They way to tell what brand you have is by looking for the little "people" icons on the side of the blade. J.A. Zwilling ("The Twins") brand will have two little "people" as insignia, and the International (Spanish manufacture) will have just one little person icon.

If you are going to spend money on quality cutlery - make sure you get actual quality cutlery - Otherwise you could just go to Walmart and get some forged Kitchenaid knives for under fifty dollars.

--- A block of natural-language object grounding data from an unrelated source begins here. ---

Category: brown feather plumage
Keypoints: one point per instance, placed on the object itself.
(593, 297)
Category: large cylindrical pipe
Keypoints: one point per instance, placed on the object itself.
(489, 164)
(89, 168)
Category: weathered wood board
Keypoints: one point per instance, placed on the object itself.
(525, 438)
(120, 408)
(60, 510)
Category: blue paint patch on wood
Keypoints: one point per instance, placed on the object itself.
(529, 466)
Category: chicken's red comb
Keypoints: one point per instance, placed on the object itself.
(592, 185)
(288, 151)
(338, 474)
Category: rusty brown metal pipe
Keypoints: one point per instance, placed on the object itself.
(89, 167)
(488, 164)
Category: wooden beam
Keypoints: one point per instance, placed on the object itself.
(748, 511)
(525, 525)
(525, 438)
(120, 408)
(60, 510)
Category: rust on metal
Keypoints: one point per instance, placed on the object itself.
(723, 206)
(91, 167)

Still suggest you but a knife BLOCK from either the goodwill or yard sale, or even order one - then populate that block with just what you need. a JA Zwilling 10" Slicer and 3" Pairing Knife sit in my block, they are perfect for me, but maybe you would get more use from a longer paring knife and don't ever see a need for a slicer... That's what the empty block is for - Just hand-select only the perfect knives for you. And always keep one cheap paring knife in there just so the other good knives aren't abused!
Thanks Trooper. That is exactly what we decided to do. Picked up a block the other day. We looked at the Henckels International set that Costco had, but didn't really like it. Both hubby and myself like the feel of the Wusthof Classic 8" chefs knife. I think that is what we will start out with. We will probably buy them little by little as we need them. When we looked at the sets, they came with knives we probably wouldn't use. For now we just got the block and are using our old knives. We just got a Syderco Sharpmaker and are practicing sharpening.

BTW: In your earlier post you mentioned you liked the Cordon Bleu line. Amazon.com has a few of them if you still want some.